The majority of our patients came from the west (region of Thiès, Diourbel and Fatick) and the north (region of Louga and Matam) of Senegal. This finding is consistent with a previous study in Senegal [12] and may be explained by the hot and dry climate in these regions, which favours the development of causative microorganisms. One case was reported from the region of Dakar (the capital city). Mycetoma is less common in this region. This could indicate a change in the epidemiology of mycetomas in Senegal [7]. However, these data should be interpreted with caution. In fact, patients know that Dakar is the only place in Senegal where medical mycology laboratories exist, and they often prefer to give their visiting address in Dakar rather than their home address.

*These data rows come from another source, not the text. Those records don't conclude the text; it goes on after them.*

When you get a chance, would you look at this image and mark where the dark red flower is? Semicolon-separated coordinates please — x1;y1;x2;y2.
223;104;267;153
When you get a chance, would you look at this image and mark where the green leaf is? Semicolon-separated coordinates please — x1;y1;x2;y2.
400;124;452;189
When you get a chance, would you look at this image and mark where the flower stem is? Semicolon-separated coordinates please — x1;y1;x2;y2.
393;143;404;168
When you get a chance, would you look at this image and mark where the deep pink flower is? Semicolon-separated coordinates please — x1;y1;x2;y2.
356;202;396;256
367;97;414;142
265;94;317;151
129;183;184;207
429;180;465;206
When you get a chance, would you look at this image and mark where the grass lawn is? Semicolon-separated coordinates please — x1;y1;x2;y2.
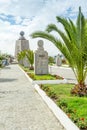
41;84;87;130
20;65;63;80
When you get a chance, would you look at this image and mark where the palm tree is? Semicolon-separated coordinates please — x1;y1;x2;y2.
17;51;26;65
31;7;87;95
26;50;34;70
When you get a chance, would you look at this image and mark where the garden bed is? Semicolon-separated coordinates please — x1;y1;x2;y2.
40;84;87;130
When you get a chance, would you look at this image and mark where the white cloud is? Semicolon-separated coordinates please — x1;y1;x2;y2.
0;0;87;55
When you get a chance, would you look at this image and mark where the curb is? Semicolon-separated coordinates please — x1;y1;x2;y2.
19;66;80;130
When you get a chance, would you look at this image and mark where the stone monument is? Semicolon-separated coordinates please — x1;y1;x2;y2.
56;55;62;66
34;40;48;75
15;31;29;67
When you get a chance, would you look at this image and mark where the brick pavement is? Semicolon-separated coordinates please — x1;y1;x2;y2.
0;65;65;130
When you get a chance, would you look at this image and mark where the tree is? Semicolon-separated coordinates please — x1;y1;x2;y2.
26;50;34;70
31;7;87;95
48;56;54;64
17;51;26;64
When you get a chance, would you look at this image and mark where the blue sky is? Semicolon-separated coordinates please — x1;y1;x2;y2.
0;0;87;55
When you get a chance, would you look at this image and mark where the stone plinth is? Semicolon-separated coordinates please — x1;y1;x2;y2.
34;40;48;75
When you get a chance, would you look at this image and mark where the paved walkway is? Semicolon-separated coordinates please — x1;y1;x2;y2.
0;65;65;130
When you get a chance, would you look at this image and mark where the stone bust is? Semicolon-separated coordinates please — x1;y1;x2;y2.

Consistent with our findings, a predominance of podal location of mycetoma has been observed in the majority of previous studies [3, 12, 15]. Involvement of the knee and thigh also occurred. The high exposure to inoculation trauma may explain this predominance of lower limb involvement. After the lower limbs, the gluteal and perineal areas were the second most common, which may be related to daily rural living habits, especially sitting on the floor and sometimes lying on their backs.